Tuesday, September 09, 2008

"The time that you've been afforded."


(Quote: TVOTR, Video: Nietzsche's Last Days)
[I've got a draft of a story here . . .I really don't like the title.]

Moving in coming months. To a one bedroom or studio that I'll furnish with nothing but my floordesk and bedframe and whiteboard and collage and cat. And my only dishes coffee cups and plates handed down to me from a mythic drugsmuggler. All this coincident with being as close to home in Boise as I ever thought I might. No retirement, but the bachelor herd here will be missed. And moving might mean diluting my socialization time, in these 5 unraveling weeks between semesters I've had too much fun to wake up with a clean conscience. I found the Dionysian riot here, it can't always be stopped by force.

I made a friend the other night, and despite her smiles and laughs she was afflicted with depression. To be treated with chemicals. And I said: "On September 4th, 2008 I am really very happy." And I meant it because in the barrage of streetlights and cigarette smoke and declamations of seizure and embrace I truly was.

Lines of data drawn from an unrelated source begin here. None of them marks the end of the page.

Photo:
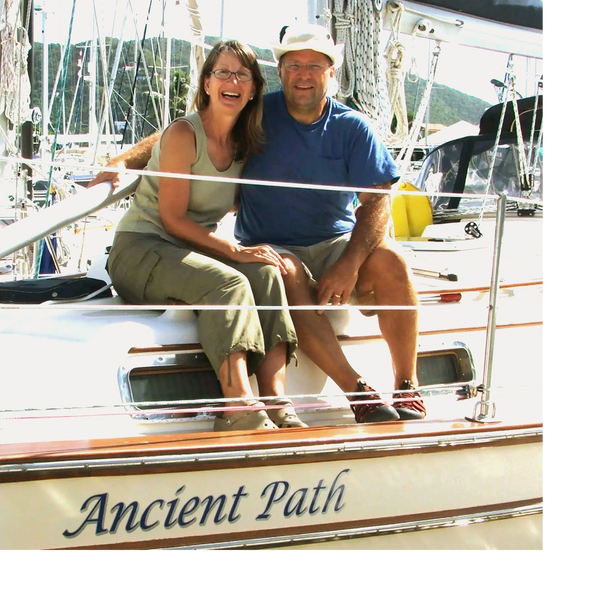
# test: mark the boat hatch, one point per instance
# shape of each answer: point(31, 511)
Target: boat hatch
point(447, 365)
point(178, 382)
point(154, 383)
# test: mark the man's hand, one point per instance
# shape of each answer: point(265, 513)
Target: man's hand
point(337, 284)
point(114, 177)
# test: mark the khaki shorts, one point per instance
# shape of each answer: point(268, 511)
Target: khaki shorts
point(319, 257)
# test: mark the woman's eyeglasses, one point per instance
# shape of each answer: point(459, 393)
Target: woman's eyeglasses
point(225, 74)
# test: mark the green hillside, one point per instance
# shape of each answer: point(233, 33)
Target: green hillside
point(71, 103)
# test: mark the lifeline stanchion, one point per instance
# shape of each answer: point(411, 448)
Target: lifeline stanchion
point(484, 411)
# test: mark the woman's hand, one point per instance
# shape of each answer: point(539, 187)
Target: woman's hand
point(262, 253)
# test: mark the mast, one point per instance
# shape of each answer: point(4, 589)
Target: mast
point(27, 127)
point(315, 12)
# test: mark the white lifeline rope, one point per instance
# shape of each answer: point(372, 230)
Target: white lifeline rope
point(361, 75)
point(395, 54)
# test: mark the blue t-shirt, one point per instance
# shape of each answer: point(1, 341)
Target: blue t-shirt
point(339, 149)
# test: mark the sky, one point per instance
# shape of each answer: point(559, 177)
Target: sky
point(258, 22)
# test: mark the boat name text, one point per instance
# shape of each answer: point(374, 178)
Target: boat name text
point(184, 511)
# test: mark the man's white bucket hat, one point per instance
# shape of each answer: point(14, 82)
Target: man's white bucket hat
point(310, 37)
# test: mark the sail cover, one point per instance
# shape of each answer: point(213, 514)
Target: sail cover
point(520, 13)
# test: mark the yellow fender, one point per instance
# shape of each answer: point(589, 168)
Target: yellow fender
point(410, 213)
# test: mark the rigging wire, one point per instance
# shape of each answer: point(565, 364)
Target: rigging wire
point(137, 68)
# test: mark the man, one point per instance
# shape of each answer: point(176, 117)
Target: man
point(330, 251)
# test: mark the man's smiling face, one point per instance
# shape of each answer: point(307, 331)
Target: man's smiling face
point(305, 76)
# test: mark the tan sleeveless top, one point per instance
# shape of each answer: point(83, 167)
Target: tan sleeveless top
point(209, 201)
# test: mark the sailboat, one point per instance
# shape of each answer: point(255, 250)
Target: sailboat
point(106, 410)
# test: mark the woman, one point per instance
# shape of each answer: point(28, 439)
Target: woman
point(166, 248)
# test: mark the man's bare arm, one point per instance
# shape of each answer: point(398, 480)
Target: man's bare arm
point(136, 157)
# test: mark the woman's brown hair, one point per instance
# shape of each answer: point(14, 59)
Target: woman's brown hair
point(247, 132)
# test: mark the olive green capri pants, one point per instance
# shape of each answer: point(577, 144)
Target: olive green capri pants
point(145, 269)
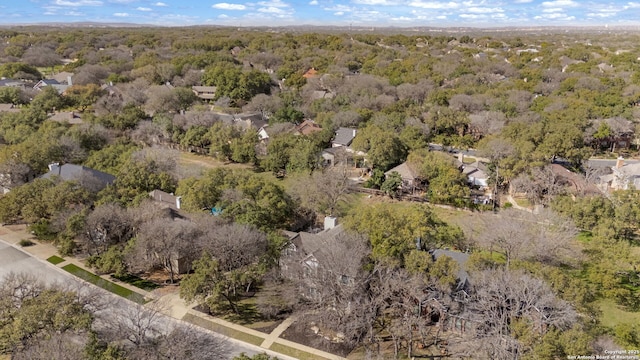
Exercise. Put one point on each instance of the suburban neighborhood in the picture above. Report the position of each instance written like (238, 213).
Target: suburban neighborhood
(250, 194)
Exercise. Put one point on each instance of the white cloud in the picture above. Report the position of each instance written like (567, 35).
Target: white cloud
(559, 3)
(434, 4)
(555, 16)
(473, 16)
(272, 10)
(273, 3)
(227, 6)
(339, 8)
(402, 18)
(481, 10)
(602, 14)
(376, 2)
(78, 3)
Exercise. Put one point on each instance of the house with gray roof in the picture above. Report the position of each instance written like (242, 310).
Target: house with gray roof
(93, 180)
(61, 88)
(306, 253)
(343, 137)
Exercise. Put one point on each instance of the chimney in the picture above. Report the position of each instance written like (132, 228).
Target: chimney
(330, 222)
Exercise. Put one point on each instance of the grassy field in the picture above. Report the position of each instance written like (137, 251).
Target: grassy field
(613, 315)
(221, 329)
(55, 260)
(298, 354)
(137, 282)
(107, 285)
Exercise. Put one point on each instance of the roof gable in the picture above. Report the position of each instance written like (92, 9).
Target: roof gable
(344, 136)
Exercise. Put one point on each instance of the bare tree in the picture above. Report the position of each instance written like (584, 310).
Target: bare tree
(540, 186)
(166, 244)
(521, 235)
(500, 298)
(107, 225)
(263, 103)
(326, 190)
(14, 173)
(333, 285)
(233, 245)
(41, 56)
(64, 346)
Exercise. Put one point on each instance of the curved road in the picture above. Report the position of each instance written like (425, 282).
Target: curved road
(16, 260)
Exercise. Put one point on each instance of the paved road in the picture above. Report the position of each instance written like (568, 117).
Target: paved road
(606, 163)
(15, 260)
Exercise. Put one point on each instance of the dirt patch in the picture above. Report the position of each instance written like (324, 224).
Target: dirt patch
(266, 327)
(301, 333)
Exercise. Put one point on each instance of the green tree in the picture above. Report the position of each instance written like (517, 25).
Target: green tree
(396, 230)
(392, 184)
(83, 96)
(384, 149)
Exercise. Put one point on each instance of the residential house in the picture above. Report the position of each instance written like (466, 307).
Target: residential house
(8, 108)
(91, 179)
(70, 117)
(321, 94)
(13, 83)
(307, 127)
(246, 121)
(623, 176)
(311, 73)
(306, 253)
(476, 174)
(340, 152)
(410, 177)
(574, 183)
(63, 77)
(61, 88)
(204, 92)
(344, 137)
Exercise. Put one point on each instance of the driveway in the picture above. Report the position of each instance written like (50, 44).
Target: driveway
(15, 260)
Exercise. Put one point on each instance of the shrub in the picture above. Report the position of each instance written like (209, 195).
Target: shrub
(26, 242)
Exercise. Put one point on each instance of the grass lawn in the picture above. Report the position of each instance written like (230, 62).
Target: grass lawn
(208, 162)
(524, 202)
(613, 315)
(137, 282)
(55, 260)
(298, 354)
(107, 285)
(221, 329)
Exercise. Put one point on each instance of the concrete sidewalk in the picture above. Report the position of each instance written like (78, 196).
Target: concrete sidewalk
(170, 301)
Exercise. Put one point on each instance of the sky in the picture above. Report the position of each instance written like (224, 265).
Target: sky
(375, 13)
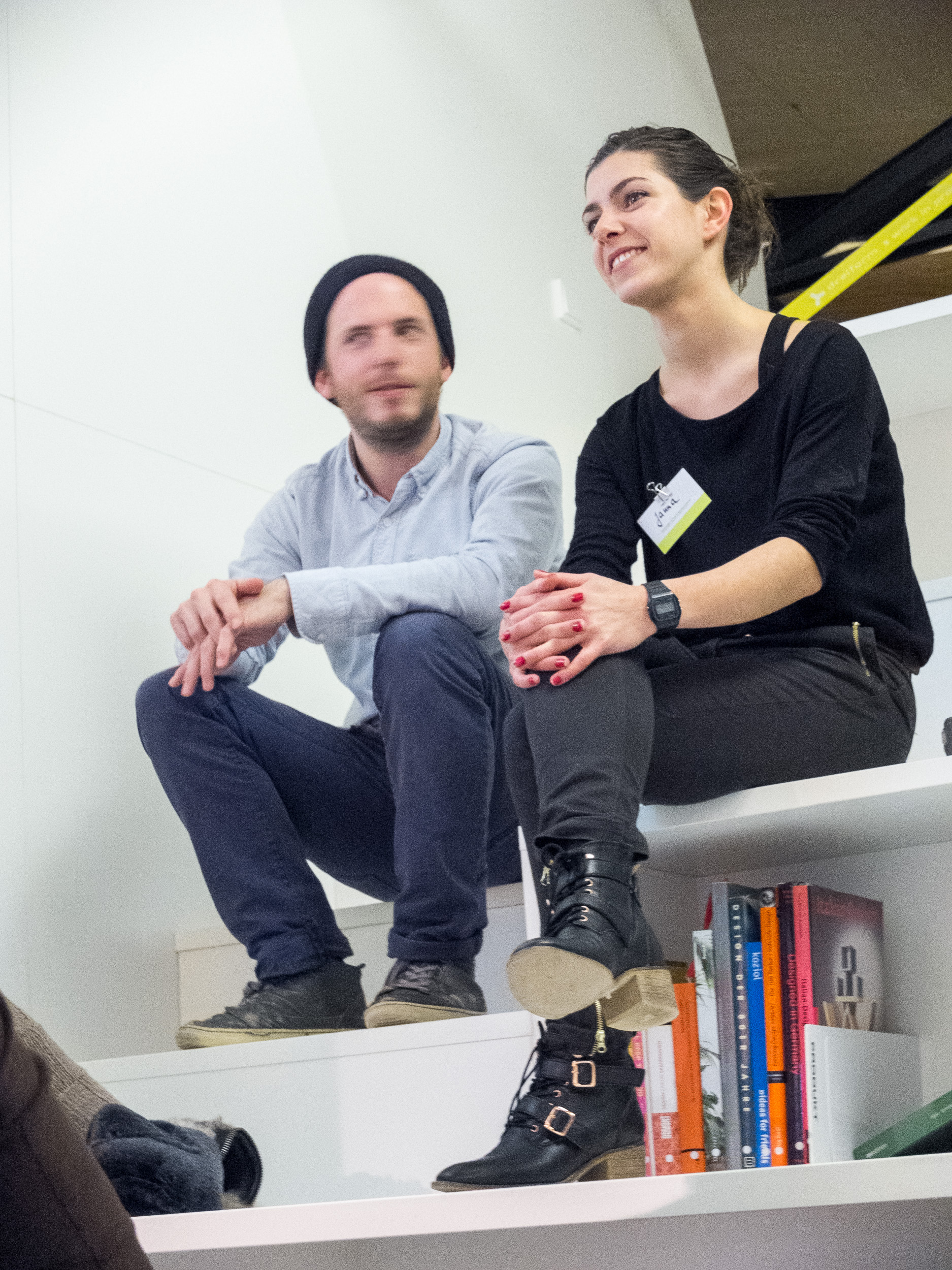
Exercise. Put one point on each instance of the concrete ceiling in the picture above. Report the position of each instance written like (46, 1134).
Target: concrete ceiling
(819, 93)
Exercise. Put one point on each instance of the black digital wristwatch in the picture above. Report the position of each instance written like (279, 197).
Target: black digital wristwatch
(663, 606)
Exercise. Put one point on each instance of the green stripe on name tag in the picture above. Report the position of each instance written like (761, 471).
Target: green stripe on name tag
(683, 524)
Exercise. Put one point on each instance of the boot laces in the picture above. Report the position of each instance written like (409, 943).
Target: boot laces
(573, 890)
(539, 1085)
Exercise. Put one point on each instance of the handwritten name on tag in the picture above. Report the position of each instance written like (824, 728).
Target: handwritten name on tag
(673, 510)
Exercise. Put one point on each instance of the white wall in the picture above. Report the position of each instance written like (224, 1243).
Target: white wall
(909, 350)
(176, 177)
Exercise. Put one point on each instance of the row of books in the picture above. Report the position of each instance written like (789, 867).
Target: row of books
(725, 1084)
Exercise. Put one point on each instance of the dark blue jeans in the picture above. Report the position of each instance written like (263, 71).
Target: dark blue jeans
(417, 812)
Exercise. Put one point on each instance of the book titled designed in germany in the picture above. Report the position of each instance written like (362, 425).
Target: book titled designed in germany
(709, 1051)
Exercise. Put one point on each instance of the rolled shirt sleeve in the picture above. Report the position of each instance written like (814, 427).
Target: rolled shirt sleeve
(516, 529)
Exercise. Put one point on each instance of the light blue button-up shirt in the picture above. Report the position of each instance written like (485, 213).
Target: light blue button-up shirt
(465, 527)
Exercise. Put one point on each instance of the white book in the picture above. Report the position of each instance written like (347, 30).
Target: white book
(663, 1128)
(857, 1085)
(710, 1048)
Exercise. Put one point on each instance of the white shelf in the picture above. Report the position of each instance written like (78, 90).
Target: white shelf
(856, 813)
(855, 1210)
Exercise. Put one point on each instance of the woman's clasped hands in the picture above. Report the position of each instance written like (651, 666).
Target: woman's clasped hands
(563, 621)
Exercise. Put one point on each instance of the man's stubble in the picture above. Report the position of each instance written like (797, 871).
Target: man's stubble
(399, 436)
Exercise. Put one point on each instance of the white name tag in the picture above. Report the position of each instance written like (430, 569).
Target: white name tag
(673, 510)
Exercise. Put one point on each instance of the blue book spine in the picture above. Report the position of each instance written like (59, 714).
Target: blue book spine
(758, 1052)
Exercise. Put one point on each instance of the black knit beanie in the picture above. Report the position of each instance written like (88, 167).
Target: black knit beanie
(356, 267)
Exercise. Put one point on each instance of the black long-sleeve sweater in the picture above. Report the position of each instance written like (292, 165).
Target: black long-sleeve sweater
(809, 458)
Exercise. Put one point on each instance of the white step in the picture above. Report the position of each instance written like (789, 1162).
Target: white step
(853, 813)
(214, 967)
(346, 1116)
(851, 1216)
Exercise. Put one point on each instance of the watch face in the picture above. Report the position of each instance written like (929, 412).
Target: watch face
(666, 606)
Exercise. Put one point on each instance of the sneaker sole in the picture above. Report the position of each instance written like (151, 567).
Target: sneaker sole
(551, 983)
(191, 1037)
(612, 1166)
(392, 1014)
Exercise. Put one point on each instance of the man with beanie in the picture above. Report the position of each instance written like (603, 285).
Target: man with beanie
(395, 552)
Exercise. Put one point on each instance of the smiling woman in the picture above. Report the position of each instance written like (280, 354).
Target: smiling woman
(773, 641)
(696, 169)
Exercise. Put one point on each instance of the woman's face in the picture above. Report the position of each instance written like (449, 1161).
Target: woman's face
(648, 240)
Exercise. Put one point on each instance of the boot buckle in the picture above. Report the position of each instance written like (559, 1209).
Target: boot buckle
(592, 1072)
(568, 1122)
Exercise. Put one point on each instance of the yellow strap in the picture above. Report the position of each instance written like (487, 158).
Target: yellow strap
(874, 250)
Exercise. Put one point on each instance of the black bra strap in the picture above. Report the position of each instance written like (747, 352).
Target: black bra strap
(772, 348)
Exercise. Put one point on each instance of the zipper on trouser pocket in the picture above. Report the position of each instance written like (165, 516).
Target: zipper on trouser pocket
(600, 1047)
(860, 652)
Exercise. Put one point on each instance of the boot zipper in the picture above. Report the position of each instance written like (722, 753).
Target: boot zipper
(600, 1047)
(856, 641)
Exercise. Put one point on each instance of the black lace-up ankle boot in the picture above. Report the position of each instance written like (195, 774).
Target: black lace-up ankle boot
(579, 1121)
(596, 943)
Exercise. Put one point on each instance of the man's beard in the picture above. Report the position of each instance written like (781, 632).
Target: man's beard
(404, 436)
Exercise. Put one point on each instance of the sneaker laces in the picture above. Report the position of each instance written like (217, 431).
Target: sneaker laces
(418, 976)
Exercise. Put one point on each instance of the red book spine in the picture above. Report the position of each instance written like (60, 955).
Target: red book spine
(638, 1057)
(805, 987)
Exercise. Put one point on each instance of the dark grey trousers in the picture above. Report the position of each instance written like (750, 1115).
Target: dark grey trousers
(671, 724)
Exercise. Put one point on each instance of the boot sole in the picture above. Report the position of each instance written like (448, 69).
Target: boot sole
(392, 1014)
(189, 1037)
(612, 1166)
(552, 983)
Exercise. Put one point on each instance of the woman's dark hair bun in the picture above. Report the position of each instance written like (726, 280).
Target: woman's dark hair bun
(696, 168)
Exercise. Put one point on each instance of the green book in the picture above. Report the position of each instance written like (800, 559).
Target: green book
(923, 1133)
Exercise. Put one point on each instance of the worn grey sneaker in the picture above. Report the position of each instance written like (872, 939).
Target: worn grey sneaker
(329, 999)
(419, 992)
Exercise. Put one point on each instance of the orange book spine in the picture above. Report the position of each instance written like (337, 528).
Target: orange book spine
(773, 1022)
(687, 1071)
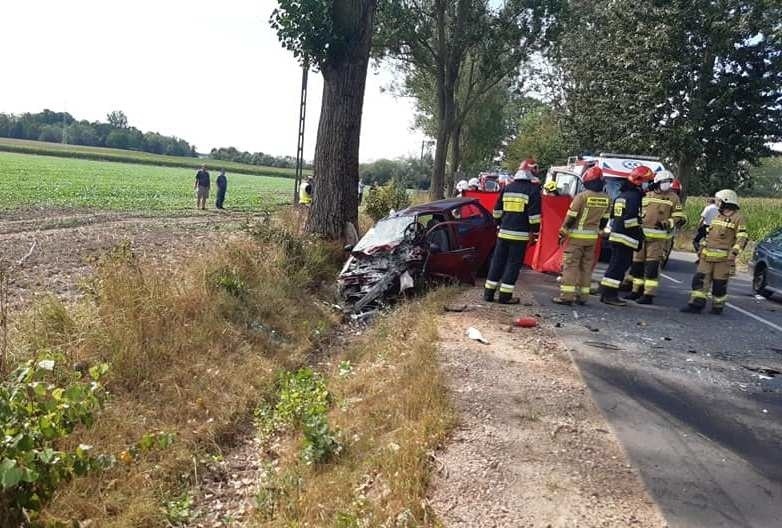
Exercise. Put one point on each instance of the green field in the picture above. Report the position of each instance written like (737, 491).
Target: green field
(128, 156)
(45, 181)
(763, 215)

And ignorant of the rising waters and circling helicopters, I stacked up complications and distractions until the Sunday following anxiety bound my arms and legs and I laid fetal listening to the absurdity of Kool Keith thinking nothing was real and everything mattered. I have no time for this.

Each school of literary theory says something. Even when there was no school but one-man philosophers leading us of out caves, things still stand that were said. And even as thought fractured and its pieces grew spines, Structuralism said things, and Marxism said things and the Romantics said things that we can still discuss until you sober up. But, I've come upon the one that hits me hardest. Literary Darwinism is the use of Evolutionary Psychology ("the application of adaptionist logic to the study of the architecture of the mind"-Leda Cosmides) to further understand texts. The field is nascent and fumbling and promising there glistening in its afterbirth. One example is this: a common theme in literature (and in life) is the tension between "selfish" choices (a life of independence, even rebellion) and feelings of brotherhood and concern for one's community or family. In evolutionary biology, we understand that the individual is a survival machine weaponized to replicate the species selfishly. but behaviorally we see altruism as a foundation of society because it is an effective way to survive (cooperation is genetic technology). Selfishness vs. altruism is an ingrained tension that we struggle with our entire life (conservatism vs. liberalism). It only makes sense that great literature should recreate this anxiety. There are other examples. All similarly revealing. Im writing a paper that will partly analyze Heart of Darkness through the means of this criticism.